Artificiellement, le PEP tentait de séparer le capital national du capital étranger :

« En somme, tant que la crise générale du système politique féodaliste haïtien lié à l’impérialiste n’était pas parvenu à son pont ultime, il était difficile de voir des partis politiques durer en Haïti » (p. 4)

Ce plaidoyer pour l’instauration de parti politique en Haïti, est fondé sur la stratégie dissociative du capital qui, pour dominer, ne fait que séparer des contenus étroitement liés. D’une part, le grand propriétaire terrien réunit les denrées agricoles régionales et les achemine à la maison commerciale du bourgeois ; l’argent ou un produit manufacturé lui sert de moyen d’échange. D’autre part, il redistribue à la campagne, les marchandises importées par le bourgeois du bord de mer. L’Etat est chargé d’aménager des institutions rurales et urbaines propres à la réalisation du profit par le capital.

Il n’y a donc pas lieu d’opposer de manière antagonique, la bourgeoisie nationale au grand propriétaire terrien et au capital transnational états-unien. Alors, il est un peu incohérent d’affirmer qu’en 1915, par fatigue de la guerre féodale continuelle, la bourgeoisie haïtienne n’a pratiquement pas combattu l’impérialisme américian (p. 20). Dans les conditions objectives de la production de richesse et de la réalisation de profit, la bourgeoisie dite nationale pouvait-elle avoir une option anti-impérialiste ? Le libéralisme économique prôné par le PEP pour la libération de notre pays (p.20), pouvait-il mobiliser la bourgeoisie dite nationale pour cette finalité politique ?

Un certain positivisme semble hanter l’esprit des rédacteurs du Manifeste du Parti d’Entente Populaire : ils voulaient dissocier le processus de production du processus d’échange ; même quand ils comprenaient bien le processus de détérioration des termes de l’échange, ils s’imaginèrent qu’une certaine bourgeoisie nationale ne jouât le rôle de courtage :

« L’impérialisme a fait que les denrées agricoles et les matières premières se sont sans cesse dépréciées, alors que les produits manufacturés que nous importions et importons de plus en plus massivement ont augmenté et augmentent toujours de prix. Tout le capital qui s’accumulait tant bien que mal selon le procès spontané de l’économie marchande était ainsi drainé vers l’extérieur, pompé par les suçoirs de vampires de l’impérialisme » (p. 9)

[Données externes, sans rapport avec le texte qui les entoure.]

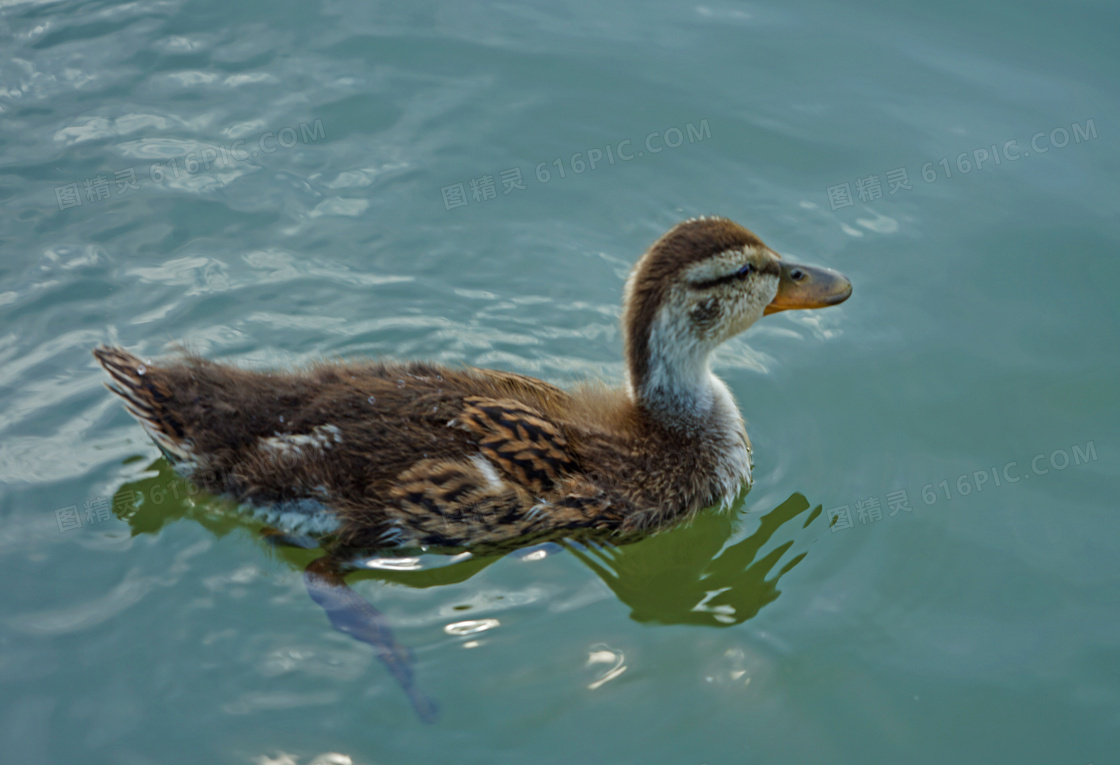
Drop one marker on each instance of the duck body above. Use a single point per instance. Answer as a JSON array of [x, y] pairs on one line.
[[376, 454], [414, 454]]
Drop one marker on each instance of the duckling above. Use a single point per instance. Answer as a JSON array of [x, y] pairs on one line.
[[411, 454]]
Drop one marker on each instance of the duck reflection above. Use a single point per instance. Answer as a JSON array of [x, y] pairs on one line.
[[688, 575]]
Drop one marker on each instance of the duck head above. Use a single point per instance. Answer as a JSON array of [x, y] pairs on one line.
[[701, 283]]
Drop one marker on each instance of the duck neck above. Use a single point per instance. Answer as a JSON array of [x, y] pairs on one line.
[[671, 379]]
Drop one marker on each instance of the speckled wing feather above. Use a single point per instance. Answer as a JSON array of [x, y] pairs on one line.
[[528, 448], [146, 398]]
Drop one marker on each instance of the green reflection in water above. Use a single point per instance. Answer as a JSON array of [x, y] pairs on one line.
[[687, 575]]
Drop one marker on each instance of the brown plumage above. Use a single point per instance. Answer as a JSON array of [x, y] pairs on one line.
[[417, 454]]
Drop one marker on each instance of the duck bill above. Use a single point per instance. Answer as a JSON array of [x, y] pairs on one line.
[[809, 287]]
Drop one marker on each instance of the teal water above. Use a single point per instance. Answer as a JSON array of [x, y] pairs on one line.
[[276, 183]]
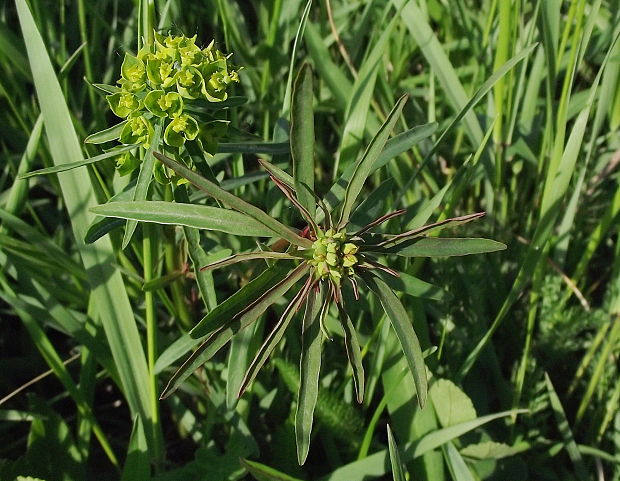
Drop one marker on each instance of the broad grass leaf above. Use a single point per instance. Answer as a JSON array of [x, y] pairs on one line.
[[109, 296], [492, 450], [398, 473], [80, 163]]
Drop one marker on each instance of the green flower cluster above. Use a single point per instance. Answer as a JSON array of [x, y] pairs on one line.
[[333, 256], [159, 83]]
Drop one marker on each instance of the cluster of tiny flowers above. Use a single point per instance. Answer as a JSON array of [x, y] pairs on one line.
[[333, 257], [160, 82]]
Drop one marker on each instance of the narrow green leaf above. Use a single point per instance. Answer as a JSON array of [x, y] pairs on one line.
[[412, 286], [80, 163], [109, 295], [309, 369], [565, 431], [137, 463], [302, 137], [245, 296], [274, 337], [264, 473], [190, 215], [437, 438], [144, 180], [235, 202], [269, 148], [445, 246], [107, 135], [360, 98], [404, 331], [456, 463], [364, 167], [398, 472], [394, 147], [249, 256], [427, 229], [278, 173], [217, 339], [354, 353]]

Le déploiement génétique du capital haïtien est donc absent du raisonnement du Manifeste du PEP. Aussi proclame-t-il :

« Tout le monde sait qu’à un régime esclavagiste ne peut succéder qu’un régime féodal »
(p. 13)

Plus loin, le Manifeste analyse la société haïtienne en ces termes :

« (...), deux principales [classes] sociales au lendemain de l’indépendance : la classe des féodaux, divisés en deux ailes (la noire et la mulâtre), et d’autre part, la grande masse servile. Quant à l’ancienne couche des négociants consignataires et des marchands blancs, éliminés par le massacre général et l’exode, elle tendait à se reconstituer à partir de l’ancien secteur petit-bourgeois affranchi » (p. 14)

Cette analyse mécanique a en quelque sorte figé l’histoire : la substitution de la féodalité à l’esclavage s’était produite dans l’antiquité ; des conditons historiques particulières avaient accompagné l’émergence de la féodalité, le capital n’ayant pas été en constitution. Mais, dans le cas d’Haïti, le capital présidait à la mise en place de l’esclavage comme forme sociale particulière d’exploitation des ressources naturelles et des forces de travail ; la consolidation du capitalisme européen était la finalité de l’esclavage dans le nouveau monde. Aussi l’aristocratie haïtienne grandit-elle sous l’esprit du capitalisme dépendant ; la psychologie de la bourgeoisie qui s’en est sortie, en est tout à fait imprégnée. Aucune libération du pays ne peut donc se produire sans un changement profond de perception sociale.

L’identification de la société haïtienne à une société purement féodale, résulte d’une séparation arbitraire et non analytique, entre la propriété économique et le contrôle politique :

« D’un autre côté, sur le plan urbain, après l’indépendance, l’économie marchande s’est développée dans le cadre de notre économie féodale, surtout sous Geffrard, (...) » (p. 17)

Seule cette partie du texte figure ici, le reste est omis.